Май застыл, словно его парализовало, ярость мешала ясно мыслить, он еле сдержался от того, чтобы не схватить бывшего принца и не вытрясти из него гнилую душонку.
Огромным усилием воли Майстрим взял себя в руки и глухо процедил:
— Мик.
В следующее мгновение он резко вытянул руку и схватил потрясённого учёного за горло, жестоко сжав его, заставил магией замереть ученого на месте, а Мик Сурей, главный менталист императорского двора, сделал шаг вперед и ледяным немигающим взглядом уставился в недоверчивые глаза Оливара Варниуса.
Воспоминания о встрече в государственной тюрьме пронеслись в памяти императора быстро сменяющимися картинками, Майстрим поднял лицо и встретился с настороженным взглядом Елении.
Сердце защемило. Еля была такая хрупкая и прозрачная...
— Майстрим, что-то случилось? — с беспокойством прошептала девушка. — Ты странно себя ведёшь.
— Ты случилась, — криво улыбнулся маг, не отводя от Ели пристального взгляда. — А еще я переживаю, потому что твоя жизнь находится в опасности. Боюсь тебя потерять...
На лице Елении появилось искреннее изумление. Бешено бьющееся сердце военного мага болезненно сжалось. Он не смог продолжить признание и сказать, что любит её, что чувство за прошедшие годы стало только крепче, и сдерживать его стало очень сложно, а иногда — невыносимо. Как сейчас.
Не смог, потому что девушка испуганно вжалась в спинку кресла, с недоверчивым выражением на лице.
— Майстрим, о чём ты? — во взгляде девичьих глаз он прочитал недоумение и озабоченность его состоянием. — Ты болен?
— Болен, — горько усмехнулся Май. — Некоторые люди называют это чувство болезнью.
Нервным резким движением Еля снова хотела отобрать ладошки, но Май вновь не отпустил.
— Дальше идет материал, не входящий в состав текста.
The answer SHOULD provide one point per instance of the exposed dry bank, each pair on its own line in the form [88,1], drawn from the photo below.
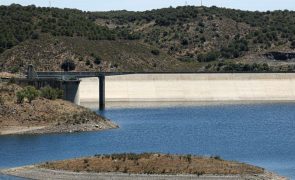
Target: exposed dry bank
[143,166]
[44,116]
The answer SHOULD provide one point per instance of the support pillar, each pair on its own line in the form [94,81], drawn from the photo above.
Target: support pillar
[30,72]
[102,92]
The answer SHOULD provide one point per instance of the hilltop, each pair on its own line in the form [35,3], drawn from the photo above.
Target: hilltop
[171,39]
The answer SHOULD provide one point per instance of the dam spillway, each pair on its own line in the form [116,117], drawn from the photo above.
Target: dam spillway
[190,87]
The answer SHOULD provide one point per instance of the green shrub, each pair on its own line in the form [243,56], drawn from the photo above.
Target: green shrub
[20,95]
[155,52]
[1,101]
[29,92]
[88,62]
[97,60]
[51,93]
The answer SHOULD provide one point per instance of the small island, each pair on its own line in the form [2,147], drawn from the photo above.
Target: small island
[26,110]
[143,166]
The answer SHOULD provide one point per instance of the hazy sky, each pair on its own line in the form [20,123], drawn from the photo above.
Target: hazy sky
[140,5]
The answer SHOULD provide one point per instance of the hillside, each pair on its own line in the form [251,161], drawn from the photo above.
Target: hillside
[44,115]
[171,39]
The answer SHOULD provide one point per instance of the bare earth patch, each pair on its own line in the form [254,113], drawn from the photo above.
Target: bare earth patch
[143,166]
[45,116]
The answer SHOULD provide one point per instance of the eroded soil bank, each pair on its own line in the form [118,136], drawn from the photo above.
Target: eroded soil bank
[45,116]
[143,166]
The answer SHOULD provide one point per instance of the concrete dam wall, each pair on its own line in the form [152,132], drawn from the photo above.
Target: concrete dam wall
[190,87]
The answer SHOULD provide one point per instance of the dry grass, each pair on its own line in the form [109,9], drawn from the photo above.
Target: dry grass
[155,164]
[41,112]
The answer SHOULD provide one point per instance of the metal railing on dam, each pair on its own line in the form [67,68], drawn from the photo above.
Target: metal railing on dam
[177,86]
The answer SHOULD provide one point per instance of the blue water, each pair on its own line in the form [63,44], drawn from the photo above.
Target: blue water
[259,134]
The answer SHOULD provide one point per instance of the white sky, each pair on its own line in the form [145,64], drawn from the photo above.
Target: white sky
[141,5]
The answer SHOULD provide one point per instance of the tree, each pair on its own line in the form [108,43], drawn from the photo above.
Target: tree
[68,65]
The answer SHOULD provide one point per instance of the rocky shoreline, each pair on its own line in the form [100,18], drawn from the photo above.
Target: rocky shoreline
[34,172]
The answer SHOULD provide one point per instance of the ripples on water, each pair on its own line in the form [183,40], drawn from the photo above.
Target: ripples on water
[260,134]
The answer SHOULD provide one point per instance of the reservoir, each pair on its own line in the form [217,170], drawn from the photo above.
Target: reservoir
[261,134]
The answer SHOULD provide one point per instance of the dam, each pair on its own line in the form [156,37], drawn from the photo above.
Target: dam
[186,87]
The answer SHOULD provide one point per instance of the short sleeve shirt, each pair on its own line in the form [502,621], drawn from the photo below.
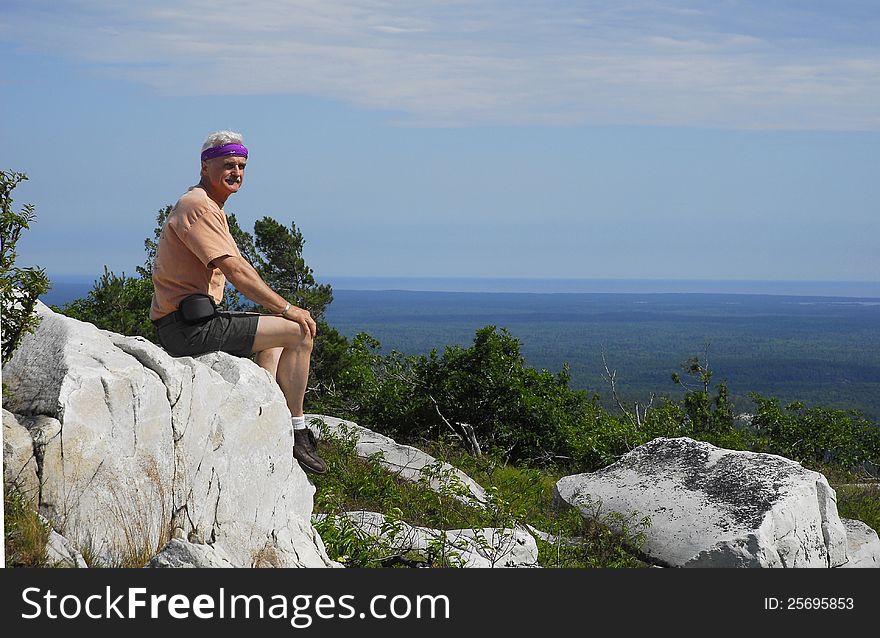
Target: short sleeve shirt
[195,234]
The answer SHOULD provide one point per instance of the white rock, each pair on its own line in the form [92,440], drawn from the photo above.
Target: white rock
[862,543]
[711,507]
[180,553]
[61,553]
[151,447]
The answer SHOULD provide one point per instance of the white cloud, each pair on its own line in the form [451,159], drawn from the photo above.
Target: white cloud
[484,62]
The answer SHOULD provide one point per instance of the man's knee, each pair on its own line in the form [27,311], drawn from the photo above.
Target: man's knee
[302,341]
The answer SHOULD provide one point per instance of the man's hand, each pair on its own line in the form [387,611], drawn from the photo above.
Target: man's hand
[303,318]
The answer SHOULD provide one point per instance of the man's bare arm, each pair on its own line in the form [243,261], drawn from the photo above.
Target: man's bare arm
[248,282]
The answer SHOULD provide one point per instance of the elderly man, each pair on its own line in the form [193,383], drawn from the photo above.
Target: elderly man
[195,257]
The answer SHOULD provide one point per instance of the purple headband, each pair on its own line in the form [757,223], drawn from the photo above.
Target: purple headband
[225,149]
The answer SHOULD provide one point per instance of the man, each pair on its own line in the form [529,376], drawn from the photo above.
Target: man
[196,255]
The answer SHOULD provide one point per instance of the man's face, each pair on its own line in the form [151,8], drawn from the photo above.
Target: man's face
[224,175]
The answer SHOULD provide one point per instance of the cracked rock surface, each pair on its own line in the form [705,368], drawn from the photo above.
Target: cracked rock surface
[712,507]
[125,447]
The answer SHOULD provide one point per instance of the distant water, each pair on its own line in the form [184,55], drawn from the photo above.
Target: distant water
[629,286]
[68,288]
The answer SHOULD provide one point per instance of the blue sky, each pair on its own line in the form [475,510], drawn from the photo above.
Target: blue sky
[598,139]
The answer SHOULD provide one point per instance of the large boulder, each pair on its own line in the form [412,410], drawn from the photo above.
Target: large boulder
[711,507]
[862,545]
[134,447]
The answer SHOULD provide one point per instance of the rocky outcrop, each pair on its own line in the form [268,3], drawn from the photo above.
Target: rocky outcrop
[19,462]
[711,507]
[862,545]
[180,553]
[133,447]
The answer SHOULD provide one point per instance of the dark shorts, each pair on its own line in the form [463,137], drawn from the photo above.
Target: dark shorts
[230,332]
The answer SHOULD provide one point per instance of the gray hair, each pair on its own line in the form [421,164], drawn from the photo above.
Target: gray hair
[219,138]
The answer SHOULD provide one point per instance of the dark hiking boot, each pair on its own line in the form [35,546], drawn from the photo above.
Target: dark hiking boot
[305,451]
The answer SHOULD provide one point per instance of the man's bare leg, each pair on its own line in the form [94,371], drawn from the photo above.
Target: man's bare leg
[285,352]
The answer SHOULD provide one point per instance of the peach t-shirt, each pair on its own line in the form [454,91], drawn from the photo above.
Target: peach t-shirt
[195,234]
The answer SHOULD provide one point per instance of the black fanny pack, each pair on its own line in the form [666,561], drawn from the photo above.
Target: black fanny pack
[197,308]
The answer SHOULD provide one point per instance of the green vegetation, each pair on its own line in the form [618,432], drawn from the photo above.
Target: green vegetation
[821,351]
[19,287]
[25,534]
[515,496]
[514,428]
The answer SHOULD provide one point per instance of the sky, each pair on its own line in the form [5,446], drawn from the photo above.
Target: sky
[624,139]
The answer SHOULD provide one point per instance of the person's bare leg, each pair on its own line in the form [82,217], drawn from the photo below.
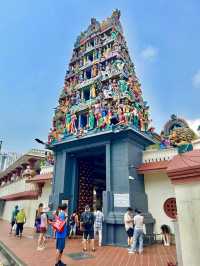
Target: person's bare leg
[84,244]
[58,256]
[40,241]
[92,244]
[168,239]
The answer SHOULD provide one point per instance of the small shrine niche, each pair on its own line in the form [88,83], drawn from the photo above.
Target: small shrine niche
[101,90]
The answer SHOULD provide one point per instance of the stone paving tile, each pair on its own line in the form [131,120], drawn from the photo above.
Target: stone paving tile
[25,249]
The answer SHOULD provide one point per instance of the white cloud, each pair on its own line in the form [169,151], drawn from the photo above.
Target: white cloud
[149,53]
[194,124]
[196,79]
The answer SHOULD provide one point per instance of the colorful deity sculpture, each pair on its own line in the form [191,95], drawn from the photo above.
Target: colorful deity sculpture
[91,120]
[68,122]
[100,62]
[94,71]
[123,87]
[93,91]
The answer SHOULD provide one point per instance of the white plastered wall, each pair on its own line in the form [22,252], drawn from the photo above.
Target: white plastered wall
[158,188]
[29,206]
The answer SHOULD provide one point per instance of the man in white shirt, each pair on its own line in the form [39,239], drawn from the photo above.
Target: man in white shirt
[138,233]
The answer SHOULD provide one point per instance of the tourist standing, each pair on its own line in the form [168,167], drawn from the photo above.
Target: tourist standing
[20,220]
[138,233]
[61,236]
[38,217]
[165,234]
[13,218]
[87,226]
[129,227]
[73,222]
[42,228]
[98,224]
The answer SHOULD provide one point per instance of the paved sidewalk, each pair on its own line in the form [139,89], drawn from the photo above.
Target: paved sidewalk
[25,249]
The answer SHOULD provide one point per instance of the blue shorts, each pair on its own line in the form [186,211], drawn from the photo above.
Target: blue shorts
[60,244]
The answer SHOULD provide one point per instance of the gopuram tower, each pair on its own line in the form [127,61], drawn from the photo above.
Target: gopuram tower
[100,128]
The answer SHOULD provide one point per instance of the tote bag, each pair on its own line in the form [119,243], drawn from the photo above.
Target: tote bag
[58,225]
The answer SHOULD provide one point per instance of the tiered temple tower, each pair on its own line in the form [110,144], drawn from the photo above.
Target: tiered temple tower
[100,128]
[101,89]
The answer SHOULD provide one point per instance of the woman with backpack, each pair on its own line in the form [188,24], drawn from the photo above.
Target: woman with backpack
[73,222]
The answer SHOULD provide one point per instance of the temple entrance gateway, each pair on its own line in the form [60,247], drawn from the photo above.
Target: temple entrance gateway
[91,181]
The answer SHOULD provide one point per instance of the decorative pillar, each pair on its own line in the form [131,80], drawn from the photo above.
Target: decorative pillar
[184,172]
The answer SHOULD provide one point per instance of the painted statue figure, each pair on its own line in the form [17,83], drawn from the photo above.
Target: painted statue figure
[127,112]
[121,116]
[68,122]
[73,123]
[78,97]
[93,91]
[91,119]
[115,87]
[94,71]
[123,87]
[135,118]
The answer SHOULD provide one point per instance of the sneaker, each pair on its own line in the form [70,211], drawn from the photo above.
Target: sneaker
[40,248]
[60,263]
[131,252]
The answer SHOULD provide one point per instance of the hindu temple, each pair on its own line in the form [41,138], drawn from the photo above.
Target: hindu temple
[100,128]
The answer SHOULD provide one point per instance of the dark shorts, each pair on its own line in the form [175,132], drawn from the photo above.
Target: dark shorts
[130,232]
[12,223]
[88,234]
[42,230]
[60,244]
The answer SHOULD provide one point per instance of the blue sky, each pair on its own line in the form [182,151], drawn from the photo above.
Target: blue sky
[36,42]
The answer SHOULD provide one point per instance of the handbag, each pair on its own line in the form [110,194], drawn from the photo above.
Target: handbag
[58,225]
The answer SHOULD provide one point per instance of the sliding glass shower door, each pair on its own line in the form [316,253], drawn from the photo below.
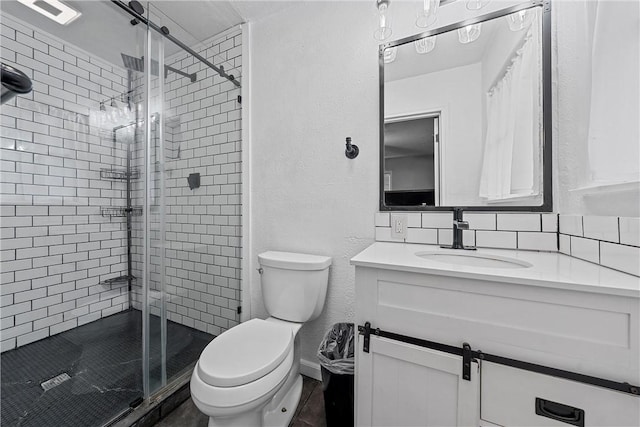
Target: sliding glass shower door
[190,229]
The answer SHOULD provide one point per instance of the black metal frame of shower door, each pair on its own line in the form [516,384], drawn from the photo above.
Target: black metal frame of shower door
[164,31]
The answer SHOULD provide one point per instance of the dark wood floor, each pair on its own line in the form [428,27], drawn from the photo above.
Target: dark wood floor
[309,413]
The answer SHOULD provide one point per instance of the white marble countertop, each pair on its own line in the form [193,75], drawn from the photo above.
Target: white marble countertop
[549,269]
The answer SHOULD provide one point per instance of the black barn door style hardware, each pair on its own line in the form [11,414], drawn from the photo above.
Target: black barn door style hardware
[468,355]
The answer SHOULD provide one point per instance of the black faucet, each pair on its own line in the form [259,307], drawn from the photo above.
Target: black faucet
[458,226]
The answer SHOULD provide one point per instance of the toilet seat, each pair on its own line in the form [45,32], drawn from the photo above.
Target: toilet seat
[245,353]
[214,400]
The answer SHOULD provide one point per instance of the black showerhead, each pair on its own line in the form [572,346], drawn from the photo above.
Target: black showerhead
[14,82]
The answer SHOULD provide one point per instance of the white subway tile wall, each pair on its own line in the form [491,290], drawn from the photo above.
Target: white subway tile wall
[57,249]
[530,231]
[595,239]
[610,241]
[203,225]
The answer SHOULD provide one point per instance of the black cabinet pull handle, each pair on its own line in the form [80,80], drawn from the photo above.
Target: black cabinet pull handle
[558,411]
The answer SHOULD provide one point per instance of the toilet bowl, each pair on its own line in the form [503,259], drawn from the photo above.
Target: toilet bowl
[250,374]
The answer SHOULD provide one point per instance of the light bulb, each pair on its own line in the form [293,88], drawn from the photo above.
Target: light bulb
[425,45]
[390,55]
[383,32]
[469,34]
[429,13]
[476,4]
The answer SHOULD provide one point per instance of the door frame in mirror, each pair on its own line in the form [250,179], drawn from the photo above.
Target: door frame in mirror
[547,157]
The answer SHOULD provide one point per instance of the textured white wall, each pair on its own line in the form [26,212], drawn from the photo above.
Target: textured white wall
[314,82]
[572,88]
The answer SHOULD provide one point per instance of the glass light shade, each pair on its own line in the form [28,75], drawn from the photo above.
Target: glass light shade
[429,14]
[476,4]
[390,55]
[519,20]
[469,34]
[383,32]
[425,45]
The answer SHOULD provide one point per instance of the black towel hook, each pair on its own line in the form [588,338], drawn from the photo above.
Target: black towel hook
[352,150]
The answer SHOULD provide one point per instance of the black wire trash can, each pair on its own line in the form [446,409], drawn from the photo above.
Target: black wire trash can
[337,366]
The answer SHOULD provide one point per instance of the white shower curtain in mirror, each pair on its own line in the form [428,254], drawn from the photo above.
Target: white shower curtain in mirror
[512,141]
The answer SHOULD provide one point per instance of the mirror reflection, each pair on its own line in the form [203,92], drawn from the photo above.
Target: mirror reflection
[463,116]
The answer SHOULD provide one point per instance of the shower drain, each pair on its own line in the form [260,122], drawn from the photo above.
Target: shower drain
[55,381]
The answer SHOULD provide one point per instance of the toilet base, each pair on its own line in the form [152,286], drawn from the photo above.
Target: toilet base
[280,411]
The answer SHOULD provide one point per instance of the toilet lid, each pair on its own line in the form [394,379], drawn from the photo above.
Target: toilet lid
[244,353]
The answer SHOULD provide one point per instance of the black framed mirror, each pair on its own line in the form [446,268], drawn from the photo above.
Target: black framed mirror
[465,115]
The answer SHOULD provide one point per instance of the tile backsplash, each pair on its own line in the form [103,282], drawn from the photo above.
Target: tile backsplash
[610,241]
[530,231]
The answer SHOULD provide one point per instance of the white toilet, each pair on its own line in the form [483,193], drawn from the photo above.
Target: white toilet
[250,374]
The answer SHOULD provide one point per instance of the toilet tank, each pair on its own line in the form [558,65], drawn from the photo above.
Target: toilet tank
[294,286]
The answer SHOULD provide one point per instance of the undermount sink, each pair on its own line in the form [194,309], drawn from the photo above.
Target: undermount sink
[474,259]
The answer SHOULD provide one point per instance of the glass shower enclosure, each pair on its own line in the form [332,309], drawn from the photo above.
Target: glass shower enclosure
[120,210]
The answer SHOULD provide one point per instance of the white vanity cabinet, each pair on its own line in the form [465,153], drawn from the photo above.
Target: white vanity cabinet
[563,313]
[401,384]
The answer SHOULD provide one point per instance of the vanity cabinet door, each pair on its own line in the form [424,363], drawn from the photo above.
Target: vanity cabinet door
[399,384]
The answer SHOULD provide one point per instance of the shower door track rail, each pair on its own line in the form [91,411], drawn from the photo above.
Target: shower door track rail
[164,32]
[468,355]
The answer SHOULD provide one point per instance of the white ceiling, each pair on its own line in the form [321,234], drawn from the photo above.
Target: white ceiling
[448,53]
[104,29]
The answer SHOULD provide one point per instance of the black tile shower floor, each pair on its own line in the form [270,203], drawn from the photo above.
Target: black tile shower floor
[104,362]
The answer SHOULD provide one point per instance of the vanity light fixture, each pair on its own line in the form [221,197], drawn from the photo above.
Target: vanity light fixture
[390,55]
[469,34]
[53,9]
[425,45]
[519,20]
[476,4]
[383,32]
[428,15]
— Не бойся. Я пришёл поговорить... рассказать обо всём, что случилось за эти годы. То, чего ты не знаешь, но должна узнать...
И он рассказал. Всё, что сам узнал. Вернее, почти всё. Только не признался, что виновны во всем отец и дядя.
Не смог.
Сказал, что всё организовали его недоброжелатели. А ещё рассказал про болезнь, потому что теперь Еления должна быть вдвойне внимательна к себе, не сказал только о том, каково условие её спасения, потому что пока не решил, как сможет выполнить условие Оливара Варниуса.